Secara normatif kedua aturan sebagaimana terurai di atas tidak sejalan,

yaitu menurut menurut Pasal 11 ayat (1) dan (2) juncto ayat (3) (6) UUJN)

cukup cuti saja, dan setelah selesai cuti dapat mengambil kembali Surat

Keputusan (SK-nya) untuk menjalani tugas jabatan sebagai Notaris, menurut

Pasal 30 Peraturan Kepala BPN Nomor 1/2006 wajib berhenti, sedangkan

menurut Pasal 12 huruf l dan 50 ayat (1) huruf l Undang-Undang Republik

Indonesia Nomor 10 Tahun 2008, Notaris/PPAT dilarang berpraktek.

Terdapat Undang-Undang yang mengatur larangan rangkap jabatan:

1. Pasal 17 huruf d UUJN (notaris dilarang merangkap jabatan sebagai

pejabat negara),

2. Pasal 11 ayat (1) UUJN dan Pasal 27 ayat (2) huruf c UUJN (Apabila

notaris tersebut terpilih menjadi pejabat negara, maka notaris tersebut

diwajibkan mengajukan cuti kepada MPP mengenai permohonan cuti

notaris yang jangka waktunya lebih dari 1 (satu) tahun.
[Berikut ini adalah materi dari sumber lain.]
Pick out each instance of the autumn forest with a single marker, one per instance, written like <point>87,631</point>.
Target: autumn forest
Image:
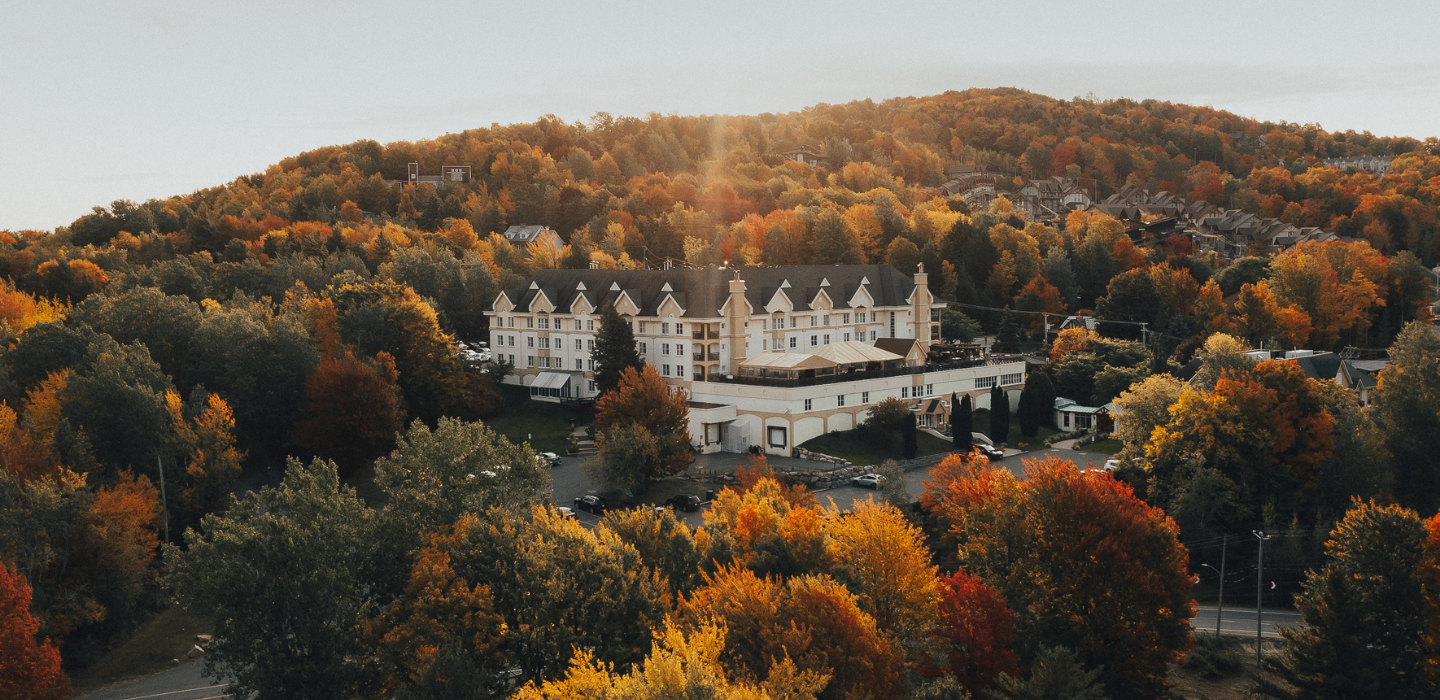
<point>190,386</point>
Mengingat masa jabatan pejabat negara (DPR) ialah 5 (lima) tahun,

masalah status hukum yang timbul adalah apakah notaris harus cuti atau

berhenti.

Sebagai seorang notaris harus tunduk terhadap UUJN sabagai hukum

formil yang mengatur tentang jabatan notaris, yaitu diwajibkan mengajukan

cuti kepada MPP dan menunjuk notaris pengganti selama menjabat menjadi
anggota dewan. Sesuai Pasal 11 ayat (1 dan 2) UUJN. Dengan hanya cuti

berarti kantornya notaris tersebut masih tetap buka, dimana kantornya terdapat

notaris pengganti yang ditunjuk oleh notaris yang terpilih menjadi anggota

DPR. Dengan kata lain, yang cuti hanya jabatanya saja, sedangkan orangnya

tetap sebagai notaris. Seharusnya rekan notaris harus memilih salah satu.

Dengan hanya cuti berarti notaris yang menjadi anggota DPR tetap sebagai

pejabat umum, hanya saja dia tidak dapat menanda tangani akta. Di samping

itu hanya dengan mengajukan cuti, ditakutkan akan mengurangi eksistensi dari

seorang notaris yang menjabat juga menjadi anggota DPR. Bahwasanya

notaris yang menjadi anggota DPR apabila hanya mengajukan cuti, berarti

notaris tersebut hanya tidak dapat membuat akta dan menandatanganinya,

namun notaris tersebut tetap saja menjabat sebagai pejabat umum. Dengan

masih terpajangnya papan nama dan terbukanya kantor notaris yang cuti

selama menjadi anggota DPR, maka notaris masih menerima klien. Bedanya

notaris penerima protokol yang melayani, namun notaris penunjuk masih

mendapatkan honor dari klien notaris pengganti.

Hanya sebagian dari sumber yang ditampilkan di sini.